Comparing salient point detectors

https://doi.org/10.1016/S0167-8655(02)00192-7Get rights and content

Abstract

The use of salient points in content-based retrieval allows an image index to represent local properties of the image. Classic corner detectors can also be used for this purpose but they have drawbacks when are applied to various natural images mainly because visual features do not need to be corners and corners may gather in small regions. In this paper, we present a salient point detector using wavelet transform and we compare it with two corner detectors using two criteria: repeatability rate and information content. We determine which detector gives the best results and show that it satisfies the criteria well.

Introduction

Many computer vision tasks rely on low level features. A wide variety of feature detectors exist and results can vary enormously depending on the detector used. An image is “summarized” by a set of features, the image index, to allow fast querying. Local features are of interest since they lead to an index based on local properties of the image. The feature extraction is limited to a subset of the image pixels, the interest points, where the image information is supposed to be the most important (Schmid and Mohr, 1997; Sebe et al., 2000). Besides saving time in the indexing process, these points may lead to a more discriminant index because they are related to the visually most important parts of the image.

Haralick and Shapiro (1993) consider a point in an image interesting if it has two main properties: distinctiveness and invariance. This means that a point should be distinguishable from its immediate neighbors and the position as well as the selection of the interesting point should be invariant with respect to the expected geometric and radiometric distortions.

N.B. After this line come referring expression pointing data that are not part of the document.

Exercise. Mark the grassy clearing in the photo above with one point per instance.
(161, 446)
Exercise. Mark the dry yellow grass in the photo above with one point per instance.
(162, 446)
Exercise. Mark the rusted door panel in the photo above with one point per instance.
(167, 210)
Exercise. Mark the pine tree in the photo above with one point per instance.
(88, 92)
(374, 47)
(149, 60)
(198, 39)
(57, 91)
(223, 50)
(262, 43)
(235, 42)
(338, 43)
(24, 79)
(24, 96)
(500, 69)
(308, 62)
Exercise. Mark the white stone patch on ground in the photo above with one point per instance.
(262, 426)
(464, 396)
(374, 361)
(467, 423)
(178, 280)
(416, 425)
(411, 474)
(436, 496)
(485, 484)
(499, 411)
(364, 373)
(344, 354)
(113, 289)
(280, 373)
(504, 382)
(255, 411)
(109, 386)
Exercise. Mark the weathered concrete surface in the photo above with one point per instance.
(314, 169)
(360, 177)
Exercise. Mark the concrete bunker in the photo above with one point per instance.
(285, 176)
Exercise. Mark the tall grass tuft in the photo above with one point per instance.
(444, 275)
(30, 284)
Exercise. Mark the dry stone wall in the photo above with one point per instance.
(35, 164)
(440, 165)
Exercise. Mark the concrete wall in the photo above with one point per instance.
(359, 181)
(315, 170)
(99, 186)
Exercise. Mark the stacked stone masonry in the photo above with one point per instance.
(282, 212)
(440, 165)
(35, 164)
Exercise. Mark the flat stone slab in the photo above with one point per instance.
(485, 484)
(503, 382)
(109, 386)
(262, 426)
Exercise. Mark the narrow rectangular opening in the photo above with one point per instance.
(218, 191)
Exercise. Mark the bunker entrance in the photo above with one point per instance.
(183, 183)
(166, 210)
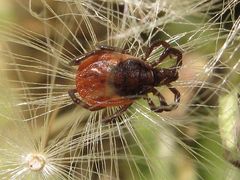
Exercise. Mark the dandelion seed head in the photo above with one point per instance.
(35, 162)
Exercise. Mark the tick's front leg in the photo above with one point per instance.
(76, 100)
(77, 60)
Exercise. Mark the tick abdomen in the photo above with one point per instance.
(132, 77)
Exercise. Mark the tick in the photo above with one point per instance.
(109, 76)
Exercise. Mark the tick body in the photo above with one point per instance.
(109, 77)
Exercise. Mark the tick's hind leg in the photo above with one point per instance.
(76, 61)
(154, 45)
(116, 114)
(163, 104)
(111, 48)
(76, 100)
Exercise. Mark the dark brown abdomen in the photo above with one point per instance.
(132, 77)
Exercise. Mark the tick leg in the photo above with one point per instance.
(163, 104)
(76, 100)
(169, 51)
(76, 61)
(110, 48)
(116, 114)
(154, 45)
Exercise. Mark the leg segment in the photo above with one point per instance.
(76, 100)
(154, 45)
(116, 114)
(163, 104)
(169, 51)
(110, 48)
(78, 59)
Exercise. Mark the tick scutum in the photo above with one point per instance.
(132, 77)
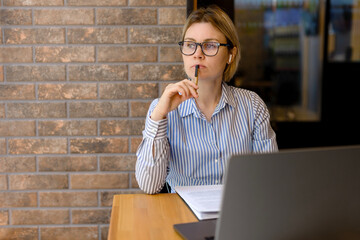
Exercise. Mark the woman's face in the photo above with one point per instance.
(210, 68)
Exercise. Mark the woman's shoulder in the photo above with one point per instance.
(242, 94)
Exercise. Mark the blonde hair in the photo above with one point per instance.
(220, 20)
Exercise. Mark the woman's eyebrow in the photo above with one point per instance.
(206, 40)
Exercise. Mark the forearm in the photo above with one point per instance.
(152, 157)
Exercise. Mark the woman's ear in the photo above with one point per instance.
(232, 54)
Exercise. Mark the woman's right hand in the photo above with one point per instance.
(173, 95)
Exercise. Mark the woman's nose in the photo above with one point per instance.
(198, 53)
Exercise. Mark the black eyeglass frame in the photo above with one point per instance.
(181, 43)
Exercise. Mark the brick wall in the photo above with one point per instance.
(76, 80)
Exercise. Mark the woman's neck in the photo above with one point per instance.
(209, 97)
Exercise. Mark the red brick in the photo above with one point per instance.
(34, 36)
(28, 182)
(1, 68)
(64, 16)
(155, 35)
(67, 163)
(15, 54)
(99, 145)
(131, 16)
(35, 73)
(33, 3)
(104, 232)
(100, 181)
(2, 146)
(3, 182)
(17, 164)
(17, 92)
(36, 110)
(69, 233)
(139, 109)
(126, 91)
(67, 91)
(98, 109)
(97, 35)
(121, 127)
(65, 54)
(68, 199)
(157, 2)
(91, 216)
(118, 163)
(170, 54)
(127, 54)
(172, 16)
(38, 146)
(40, 217)
(19, 233)
(67, 128)
(15, 17)
(96, 3)
(18, 199)
(4, 218)
(157, 72)
(17, 128)
(2, 111)
(99, 73)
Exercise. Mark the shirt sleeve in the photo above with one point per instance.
(264, 137)
(152, 155)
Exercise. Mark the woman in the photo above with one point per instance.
(191, 130)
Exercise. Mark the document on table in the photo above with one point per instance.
(204, 200)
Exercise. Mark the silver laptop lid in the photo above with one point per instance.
(293, 194)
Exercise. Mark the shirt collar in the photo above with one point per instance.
(189, 106)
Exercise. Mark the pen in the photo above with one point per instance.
(196, 74)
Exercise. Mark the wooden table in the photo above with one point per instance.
(142, 216)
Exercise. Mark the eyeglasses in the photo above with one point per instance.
(209, 49)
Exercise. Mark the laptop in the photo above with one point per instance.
(307, 194)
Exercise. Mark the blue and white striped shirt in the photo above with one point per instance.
(186, 149)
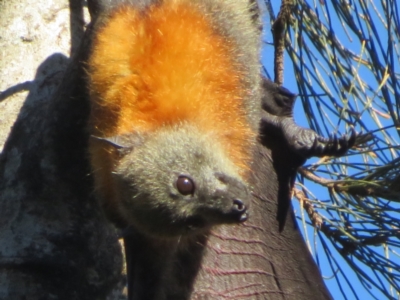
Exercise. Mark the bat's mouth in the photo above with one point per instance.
(194, 223)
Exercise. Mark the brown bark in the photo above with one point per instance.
(55, 242)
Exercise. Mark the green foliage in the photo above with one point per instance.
(346, 60)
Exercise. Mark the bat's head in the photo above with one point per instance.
(177, 181)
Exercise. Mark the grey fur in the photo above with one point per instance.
(146, 179)
(146, 174)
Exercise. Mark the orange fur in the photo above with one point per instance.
(167, 66)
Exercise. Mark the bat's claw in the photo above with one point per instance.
(334, 145)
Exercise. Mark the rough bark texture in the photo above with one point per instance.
(55, 242)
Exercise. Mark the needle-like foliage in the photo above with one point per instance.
(346, 60)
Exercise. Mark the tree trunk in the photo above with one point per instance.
(56, 243)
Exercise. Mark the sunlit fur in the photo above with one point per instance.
(168, 64)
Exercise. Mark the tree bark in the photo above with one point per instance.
(56, 243)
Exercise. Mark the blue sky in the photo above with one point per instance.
(353, 288)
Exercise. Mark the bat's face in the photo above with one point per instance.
(178, 182)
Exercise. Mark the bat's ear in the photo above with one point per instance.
(121, 143)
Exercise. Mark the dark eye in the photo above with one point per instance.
(185, 185)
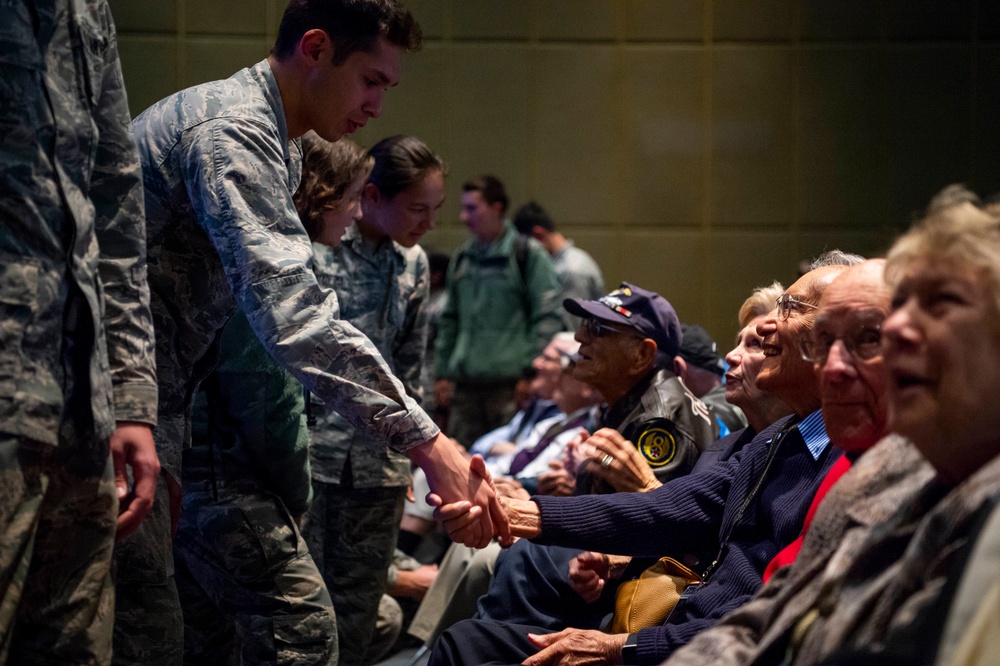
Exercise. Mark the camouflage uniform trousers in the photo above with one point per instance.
(148, 626)
(249, 588)
(57, 513)
(351, 533)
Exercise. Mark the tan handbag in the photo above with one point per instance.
(646, 601)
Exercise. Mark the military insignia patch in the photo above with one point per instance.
(658, 446)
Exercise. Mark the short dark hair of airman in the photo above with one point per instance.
(400, 162)
(532, 215)
(352, 25)
(760, 302)
(490, 188)
(328, 169)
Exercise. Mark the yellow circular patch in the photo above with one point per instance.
(657, 446)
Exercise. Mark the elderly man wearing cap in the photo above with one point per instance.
(742, 511)
(700, 367)
(628, 342)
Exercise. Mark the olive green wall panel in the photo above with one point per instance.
(695, 147)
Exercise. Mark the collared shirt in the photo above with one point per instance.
(518, 428)
(219, 173)
(497, 320)
(72, 239)
(813, 432)
(383, 291)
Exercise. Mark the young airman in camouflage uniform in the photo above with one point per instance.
(76, 352)
(220, 163)
(248, 585)
(383, 286)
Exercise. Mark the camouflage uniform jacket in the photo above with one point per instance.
(496, 320)
(219, 173)
(72, 251)
(248, 424)
(383, 291)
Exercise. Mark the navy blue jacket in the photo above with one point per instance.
(685, 515)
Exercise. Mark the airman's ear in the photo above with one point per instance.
(315, 47)
(370, 194)
(645, 356)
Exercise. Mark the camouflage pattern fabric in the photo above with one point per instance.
(382, 291)
(75, 328)
(248, 422)
(219, 171)
(57, 515)
(61, 193)
(250, 590)
(353, 550)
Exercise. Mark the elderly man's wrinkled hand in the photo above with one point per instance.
(616, 460)
(557, 481)
(132, 447)
(576, 647)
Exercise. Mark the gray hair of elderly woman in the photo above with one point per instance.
(760, 302)
(957, 230)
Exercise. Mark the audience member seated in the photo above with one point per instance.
(744, 509)
(499, 445)
(578, 273)
(466, 572)
(884, 602)
(845, 348)
(700, 367)
(541, 591)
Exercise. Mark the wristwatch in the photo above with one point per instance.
(630, 651)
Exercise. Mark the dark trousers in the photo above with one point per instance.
(531, 587)
(351, 533)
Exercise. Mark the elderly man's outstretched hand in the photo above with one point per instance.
(616, 460)
(474, 510)
(572, 647)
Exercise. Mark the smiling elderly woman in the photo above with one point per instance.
(942, 347)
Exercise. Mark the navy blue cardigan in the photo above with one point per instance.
(693, 514)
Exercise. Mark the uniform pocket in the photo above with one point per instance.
(18, 305)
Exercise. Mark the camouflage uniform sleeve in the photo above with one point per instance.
(235, 171)
(545, 292)
(447, 333)
(116, 191)
(410, 352)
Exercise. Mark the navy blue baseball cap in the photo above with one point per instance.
(699, 349)
(646, 311)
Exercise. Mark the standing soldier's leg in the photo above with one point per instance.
(355, 530)
(246, 554)
(149, 628)
(24, 478)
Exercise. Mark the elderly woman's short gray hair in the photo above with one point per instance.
(956, 230)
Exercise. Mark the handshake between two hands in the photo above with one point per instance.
(606, 453)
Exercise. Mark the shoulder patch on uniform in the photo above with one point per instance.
(657, 443)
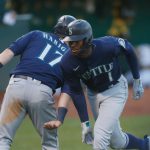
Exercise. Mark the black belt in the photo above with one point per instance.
(26, 77)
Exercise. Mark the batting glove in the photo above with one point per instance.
(137, 89)
(87, 136)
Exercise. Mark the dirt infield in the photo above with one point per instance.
(141, 107)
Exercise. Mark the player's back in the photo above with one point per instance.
(40, 55)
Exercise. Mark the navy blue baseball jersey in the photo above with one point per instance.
(40, 53)
(101, 69)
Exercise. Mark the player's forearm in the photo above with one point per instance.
(6, 56)
(63, 103)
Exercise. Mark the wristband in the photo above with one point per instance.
(1, 65)
(62, 111)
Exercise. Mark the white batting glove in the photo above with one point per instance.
(137, 89)
(87, 136)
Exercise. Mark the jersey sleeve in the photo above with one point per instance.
(129, 51)
(72, 86)
(78, 101)
(20, 44)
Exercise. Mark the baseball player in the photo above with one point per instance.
(95, 62)
(33, 83)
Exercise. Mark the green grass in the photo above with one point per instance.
(70, 133)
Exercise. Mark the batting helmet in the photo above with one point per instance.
(63, 21)
(79, 30)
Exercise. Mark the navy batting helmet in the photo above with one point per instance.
(63, 21)
(79, 30)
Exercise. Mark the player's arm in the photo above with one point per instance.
(6, 56)
(131, 57)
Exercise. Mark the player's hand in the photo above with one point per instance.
(87, 136)
(52, 124)
(137, 89)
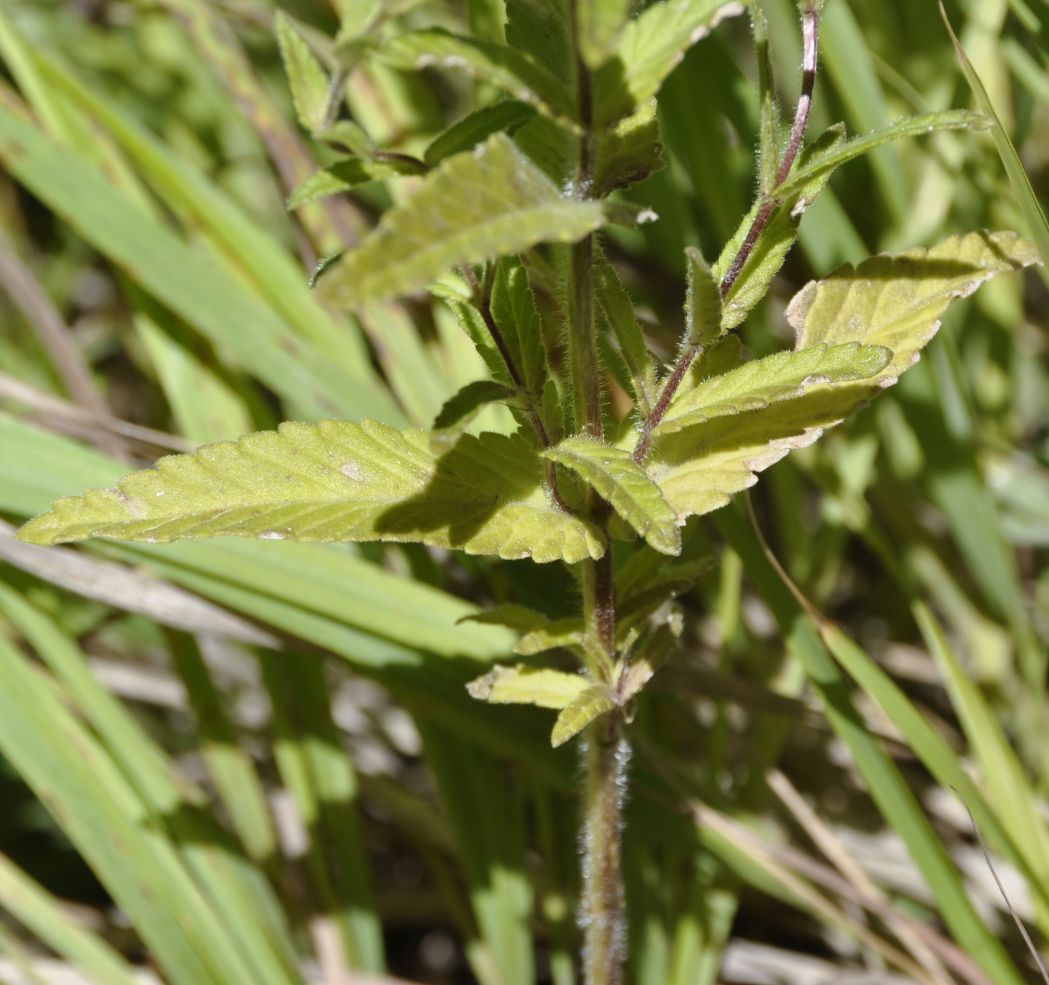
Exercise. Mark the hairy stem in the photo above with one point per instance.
(767, 207)
(605, 756)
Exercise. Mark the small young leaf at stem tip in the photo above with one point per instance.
(490, 201)
(338, 480)
(525, 685)
(305, 76)
(703, 304)
(619, 479)
(587, 707)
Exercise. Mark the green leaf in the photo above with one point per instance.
(703, 303)
(337, 480)
(774, 243)
(475, 127)
(599, 23)
(617, 307)
(346, 174)
(776, 378)
(525, 685)
(469, 400)
(629, 152)
(590, 705)
(556, 634)
(1034, 215)
(488, 202)
(305, 76)
(537, 28)
(897, 301)
(820, 165)
(648, 49)
(517, 319)
(616, 476)
(509, 70)
(349, 135)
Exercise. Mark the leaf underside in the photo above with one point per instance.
(895, 303)
(336, 482)
(614, 474)
(491, 201)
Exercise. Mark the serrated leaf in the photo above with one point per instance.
(820, 166)
(337, 480)
(346, 174)
(556, 634)
(774, 243)
(703, 304)
(509, 70)
(466, 402)
(523, 685)
(537, 28)
(475, 127)
(587, 707)
(619, 479)
(599, 23)
(489, 202)
(617, 308)
(647, 50)
(517, 319)
(897, 301)
(305, 75)
(628, 152)
(776, 378)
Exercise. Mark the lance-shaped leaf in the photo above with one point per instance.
(628, 152)
(508, 69)
(619, 479)
(528, 686)
(517, 319)
(703, 303)
(492, 201)
(337, 480)
(776, 378)
(897, 301)
(647, 50)
(305, 76)
(589, 706)
(826, 161)
(773, 244)
(475, 127)
(469, 400)
(346, 174)
(599, 22)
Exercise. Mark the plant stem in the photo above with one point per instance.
(767, 207)
(603, 913)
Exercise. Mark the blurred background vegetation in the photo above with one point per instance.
(244, 763)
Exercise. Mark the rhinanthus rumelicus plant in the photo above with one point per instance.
(607, 451)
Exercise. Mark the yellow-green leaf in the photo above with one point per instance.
(305, 76)
(491, 201)
(590, 705)
(523, 685)
(337, 480)
(897, 301)
(618, 478)
(776, 378)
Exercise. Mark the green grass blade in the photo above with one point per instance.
(1033, 214)
(36, 909)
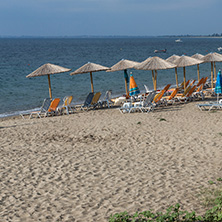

Schmid and Mohr (1997) proposed the use of corners as interest points in image retrieval using the Harris corner detector (Harris and Stephens, 1988). The basic idea is to use the auto-correlation function in order to determine locations where the signal changes in two directions. A matrix related to the auto-correlation function which takes into account the first derivatives of the signal on a window is computed. The eigenvectors of this matrix are the principal curvatures of the auto-correlation function. Two significant values indicate the presence of an interest point.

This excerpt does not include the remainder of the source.